Yes, its all interpretation especially if they don't come back and support their comments. One might interpret it as if they didn't have another challenge to keep them busy like disappointed in a way. And the obvious is , everyone's situation is different. 
Title: Re: Race from $2M to $3M
Post by: Jill P on December 14, 2017, 09:47:04 PM
The $3m sounds large, but I suspect reaching the milestone will provide little emotional boost.  On the contrary, it may even trigger a quiet emotional drop, when the "reachers" will sigh and utter these words "Is this it?  What a bummer!"

Oh, I don't think so.   I can't imagine anyone who's saved and planned and hit 3M and thinking "What a bummer!"  I do think that one becomes more relaxed about it.  The higher the number gets, though, the more it feels like another slice of cake.   It's good, and then better, and then really good and even better.    I'm still kind of surprised, it's so cool, to have a high NW.  Like, wow, that's  me, squarely in the multi-millionaire ranks no matter how I slice and dice my NW.

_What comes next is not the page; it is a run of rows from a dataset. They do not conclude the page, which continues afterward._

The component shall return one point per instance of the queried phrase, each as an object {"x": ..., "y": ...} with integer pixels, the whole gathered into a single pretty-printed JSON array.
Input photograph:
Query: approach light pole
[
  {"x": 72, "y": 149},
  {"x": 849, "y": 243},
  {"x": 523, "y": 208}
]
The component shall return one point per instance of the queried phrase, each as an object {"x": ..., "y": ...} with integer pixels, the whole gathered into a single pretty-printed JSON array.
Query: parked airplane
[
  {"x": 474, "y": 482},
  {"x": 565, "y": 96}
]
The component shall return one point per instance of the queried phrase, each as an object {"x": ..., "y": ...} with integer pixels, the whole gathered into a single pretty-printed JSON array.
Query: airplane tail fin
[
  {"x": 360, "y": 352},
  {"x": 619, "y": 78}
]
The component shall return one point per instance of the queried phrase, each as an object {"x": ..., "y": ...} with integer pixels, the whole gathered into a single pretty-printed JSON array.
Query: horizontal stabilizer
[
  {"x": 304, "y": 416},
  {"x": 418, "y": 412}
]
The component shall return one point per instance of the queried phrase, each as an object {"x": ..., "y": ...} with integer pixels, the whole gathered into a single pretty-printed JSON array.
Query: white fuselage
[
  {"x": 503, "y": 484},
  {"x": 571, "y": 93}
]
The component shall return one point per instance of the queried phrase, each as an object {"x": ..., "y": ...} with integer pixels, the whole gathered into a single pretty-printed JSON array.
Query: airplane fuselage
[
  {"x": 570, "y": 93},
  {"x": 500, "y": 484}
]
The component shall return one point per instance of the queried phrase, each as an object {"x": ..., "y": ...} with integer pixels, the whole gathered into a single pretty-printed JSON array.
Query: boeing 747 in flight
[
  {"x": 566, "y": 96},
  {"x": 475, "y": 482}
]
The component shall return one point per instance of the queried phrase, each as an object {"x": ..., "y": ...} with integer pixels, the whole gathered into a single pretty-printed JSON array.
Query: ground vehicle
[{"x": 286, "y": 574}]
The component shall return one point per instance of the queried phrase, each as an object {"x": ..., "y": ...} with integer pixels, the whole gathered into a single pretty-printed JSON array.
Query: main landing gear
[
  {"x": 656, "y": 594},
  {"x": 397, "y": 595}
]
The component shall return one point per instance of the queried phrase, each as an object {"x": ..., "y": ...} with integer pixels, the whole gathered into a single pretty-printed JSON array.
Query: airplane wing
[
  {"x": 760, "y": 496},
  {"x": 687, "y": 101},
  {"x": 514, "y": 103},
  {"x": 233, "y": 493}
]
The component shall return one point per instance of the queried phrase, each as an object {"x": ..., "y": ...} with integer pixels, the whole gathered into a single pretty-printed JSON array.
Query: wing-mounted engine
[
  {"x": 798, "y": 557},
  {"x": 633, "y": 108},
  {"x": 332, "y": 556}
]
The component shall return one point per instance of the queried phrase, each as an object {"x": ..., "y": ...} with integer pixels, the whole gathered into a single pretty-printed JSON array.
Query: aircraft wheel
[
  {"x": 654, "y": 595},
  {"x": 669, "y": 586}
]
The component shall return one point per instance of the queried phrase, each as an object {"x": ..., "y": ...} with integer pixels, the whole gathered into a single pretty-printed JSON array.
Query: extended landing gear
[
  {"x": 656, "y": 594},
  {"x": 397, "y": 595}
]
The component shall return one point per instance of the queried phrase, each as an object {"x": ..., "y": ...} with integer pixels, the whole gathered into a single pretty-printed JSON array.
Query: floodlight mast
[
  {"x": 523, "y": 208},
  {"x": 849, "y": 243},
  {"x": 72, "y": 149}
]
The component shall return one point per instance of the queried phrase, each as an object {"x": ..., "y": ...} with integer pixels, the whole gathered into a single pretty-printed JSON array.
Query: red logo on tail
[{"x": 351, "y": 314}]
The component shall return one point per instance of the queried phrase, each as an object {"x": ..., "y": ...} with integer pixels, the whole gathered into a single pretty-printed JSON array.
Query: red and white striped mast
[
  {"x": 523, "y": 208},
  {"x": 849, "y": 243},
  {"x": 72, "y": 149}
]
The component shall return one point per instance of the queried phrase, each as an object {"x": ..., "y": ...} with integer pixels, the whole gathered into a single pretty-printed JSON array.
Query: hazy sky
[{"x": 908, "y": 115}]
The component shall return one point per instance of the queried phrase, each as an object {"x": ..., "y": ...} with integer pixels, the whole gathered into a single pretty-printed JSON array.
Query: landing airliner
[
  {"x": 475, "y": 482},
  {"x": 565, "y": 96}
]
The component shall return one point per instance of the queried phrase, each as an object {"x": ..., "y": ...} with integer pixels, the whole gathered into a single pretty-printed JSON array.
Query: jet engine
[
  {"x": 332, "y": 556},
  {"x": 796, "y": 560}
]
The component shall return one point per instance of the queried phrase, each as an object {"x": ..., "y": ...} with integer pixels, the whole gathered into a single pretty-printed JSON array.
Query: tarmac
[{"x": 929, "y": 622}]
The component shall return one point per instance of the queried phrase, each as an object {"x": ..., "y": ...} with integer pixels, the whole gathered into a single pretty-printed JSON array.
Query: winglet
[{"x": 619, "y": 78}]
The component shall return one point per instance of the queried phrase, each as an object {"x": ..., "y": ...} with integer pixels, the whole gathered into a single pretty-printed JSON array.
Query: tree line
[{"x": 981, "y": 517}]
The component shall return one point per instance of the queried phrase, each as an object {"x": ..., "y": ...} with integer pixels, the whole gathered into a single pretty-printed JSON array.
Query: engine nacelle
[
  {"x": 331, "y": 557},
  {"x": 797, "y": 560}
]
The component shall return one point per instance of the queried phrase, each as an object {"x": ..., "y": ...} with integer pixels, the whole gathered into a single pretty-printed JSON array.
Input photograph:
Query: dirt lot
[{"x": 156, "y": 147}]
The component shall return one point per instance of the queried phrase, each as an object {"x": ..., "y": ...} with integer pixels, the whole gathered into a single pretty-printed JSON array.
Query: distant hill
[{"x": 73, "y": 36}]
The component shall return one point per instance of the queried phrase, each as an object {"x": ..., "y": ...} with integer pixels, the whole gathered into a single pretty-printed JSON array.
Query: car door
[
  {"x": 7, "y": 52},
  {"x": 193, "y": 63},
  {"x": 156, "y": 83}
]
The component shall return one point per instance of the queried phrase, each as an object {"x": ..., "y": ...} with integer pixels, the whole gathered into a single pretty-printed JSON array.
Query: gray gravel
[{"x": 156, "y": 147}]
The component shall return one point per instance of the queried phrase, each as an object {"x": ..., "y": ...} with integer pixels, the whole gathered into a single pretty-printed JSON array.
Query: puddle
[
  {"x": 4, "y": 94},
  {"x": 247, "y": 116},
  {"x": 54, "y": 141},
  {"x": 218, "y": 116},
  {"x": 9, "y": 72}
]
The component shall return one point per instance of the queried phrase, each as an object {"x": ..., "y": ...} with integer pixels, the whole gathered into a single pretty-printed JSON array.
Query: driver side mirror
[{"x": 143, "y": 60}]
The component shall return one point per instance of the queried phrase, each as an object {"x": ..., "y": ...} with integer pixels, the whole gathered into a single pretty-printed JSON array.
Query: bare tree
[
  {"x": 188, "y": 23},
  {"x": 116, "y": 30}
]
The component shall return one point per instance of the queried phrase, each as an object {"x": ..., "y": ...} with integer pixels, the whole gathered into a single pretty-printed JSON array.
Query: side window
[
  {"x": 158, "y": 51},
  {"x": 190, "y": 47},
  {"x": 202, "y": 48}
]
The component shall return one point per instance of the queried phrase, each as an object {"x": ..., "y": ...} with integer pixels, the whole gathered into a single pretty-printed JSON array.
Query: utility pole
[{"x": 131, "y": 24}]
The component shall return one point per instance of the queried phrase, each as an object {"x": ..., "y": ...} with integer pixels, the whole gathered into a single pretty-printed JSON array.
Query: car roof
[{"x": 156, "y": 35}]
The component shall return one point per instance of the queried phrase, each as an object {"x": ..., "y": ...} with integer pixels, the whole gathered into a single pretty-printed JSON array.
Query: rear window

I just like to see my NW grow.  It's all good.  There's plenty of leeway now for little ups and downs.    I track my NW now, maybe more than ever thanks to Mint, and the bigger the number gets, the more I realize that we can most likely roll with any punches.  There's no real goal to hit a higher number anymore.  My plan is to just live my life the same way I always have- frugal as a mindset- and if it keeps going up, great.   And, it does keep going up, and I'm not doing anything different at all.   My focus isn't on growing NW, it's on being debt free.  Our debt/NW is less than 25%, maybe more like 20%, but I'm chipping away at it, and it's great to pay off a mortgage, or get one down below 100K, or whatever my current goal happens to be.    All of our debt is mortgage debt, in case you were wondering.  4 mortgages, with one 62Ker squarely pegged to be paid off with our surplus liquidity in the first quarter of 2018.   I paid off 2 in 2017.     If I snowball correctly and with discipline, it will take about 7 years.   The rentals will pay off in about 4 years.  I want to aggressively tackle the rental mortgages, and then will reevaluate for my home.  Our debt is about 50/50 rentals and the house.